Graubner never allowed his style to be dictated by the current fashions or trends. He developed his own style of using color as the medium through which his work announced itself, allowing it to work independently of any connection to any kind of representation or theme. According to Helga Meister, his works have sensibility, feeling and meditative force. However, his paintings are only at first glance monochrome; as a closer look reveals, they are in fact polychrome. They "breathe"; they live; their colors, even though fixed on canvas, have movement that stirs the imagination as much as his "fog-spaces" of the sixties, in which he continued the romantic tradition of Caspar David Friedrich. Moreover, his "color-space bodies" ("Farbraumkörper") have been described by art historian Max Imdahl as "picture-objects" in which "color-space and body, intangible vision and tangible facticity cooperate in a special interrelationship."

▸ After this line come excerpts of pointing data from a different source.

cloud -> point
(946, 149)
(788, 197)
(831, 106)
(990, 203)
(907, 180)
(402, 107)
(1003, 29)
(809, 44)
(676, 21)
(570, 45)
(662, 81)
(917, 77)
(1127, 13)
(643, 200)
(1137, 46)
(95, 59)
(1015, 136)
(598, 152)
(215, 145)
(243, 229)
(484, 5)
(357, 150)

Graubner explains the genesis of his painting as an "intermediate" between Caspar David Friedrich and J. M. W. Turner. According to art historian Werner Hofmann (who had Friedrich's The Monk by the Sea in mind), both Graubner and Friedrich created an aesthetics of monotony as a counterpart to the aesthetics of variety that was predominant before the nineteenth century. Graubner also saw his own work in the tradition of old masters such as Matthias Grünewald, Titian, El Greco and Paul Cézanne.

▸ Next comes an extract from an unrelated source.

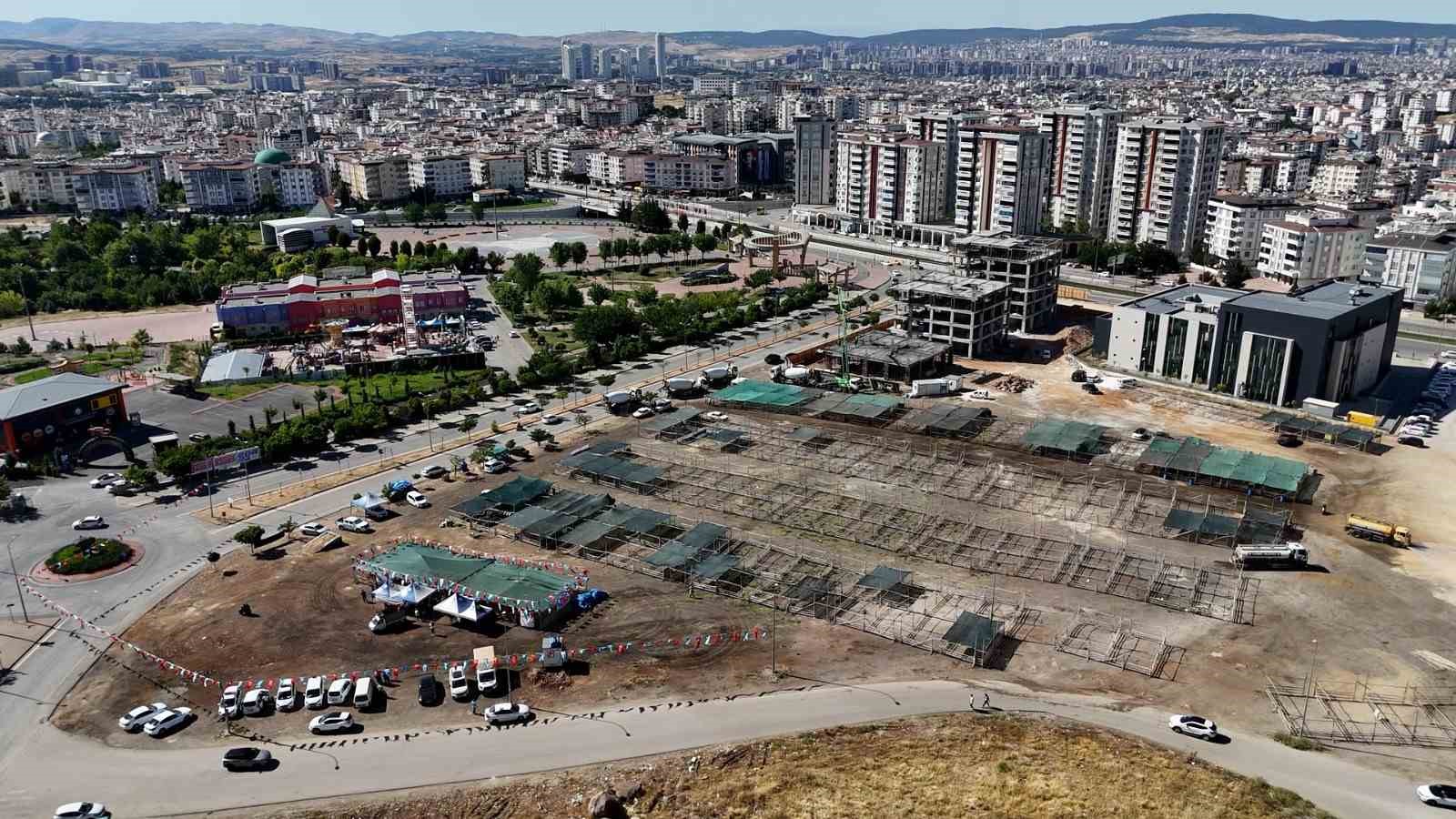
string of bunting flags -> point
(689, 643)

Berke Inel considers Graubner's "original use of the color-light-space triad" as the "unique aspect" of his work: "The artist presents color to the audience as though it were a landscape," and he always pays attention to detail. "While he does not use specific shapes, he uses color shades and the warm-cold balances and contrasts very well." His artworks have "no specific topic and theory" and represent "a research into color and a 'tone in tone' approach."

== Exhibitions ==
In 1975, there was a major Graubner exhibition at the Kunsthalle Hamburg. In 1977, the Städtische Kunsthalle Düsseldorf presented the exhibition, "Gotthard Graubner: Farbräume, Farbkörper, Arbeiten auf Papier". In 1980, his works were shown at the Kunsthalle Tübingen and the Staatliche Kunsthalle Baden-Baden. In the 1980s, Graubner's paintings were presented in exhibitions at the Royal Academy of Art, London, entitled "A New Spirit in Painting" (1981) and "German Art in the Twentieth Century: Painting and Sculpture 1905–1985". In 1982, Graubner participated in the Venice Biennale. In 1987, the Kunstsammlung NRW, Düsseldorf, presented his paintings of the mid-80s. In 1990, the Kunsthalle Bremen exhibited his works on paper. In 1992, he exhibited together with Gerhard Richter and Sigmar Polke at the Galerie Schönewald and Beuse, Krefeld. In 1995, his paintings were shown at the Saarland Museum, Saarbrücken. In 2000, Graubner's drawings were presented at the Staatliche Kunstsammlungen Dresden and his other works at the Goethe-Institut, Istanbul, the CaixaForum Barcelona and the Ankara State Art and Sculpture Museum. In 2001, the Staatliche Kunsthalle Karlsruhe exhibited his watercolors. In 2002, his work was shown in a major exhibition at the Wiesbaden Museum. In 2005, the Art Museum of the China Academy of Art, Hangzhou, and the Art Museum of the China Central Academy of Fine Arts, Beijing, presented his paintings and watercolors.

== Notable works ==
Graubner's works include Kissenbilder (Cushion Pictures; ca. 1960s), Erster Nebelraum – Hommage à Caspar David Friedrich (1968) and further Fog Spaces ("Nebelräume", 1969–1971, 2006–2007). In 1988, Graubner was commissioned to create two large cushion pictures for the Schloss Bellevue in Berlin.

==Awards==
Gotthard Graubner was awarded the August Macke Prize of the city of Meschede in 1987 and the North German Art Prize in 1988. In 2001, he was awarded the Otto Ritschl Prize that honours a life's work in colour painting.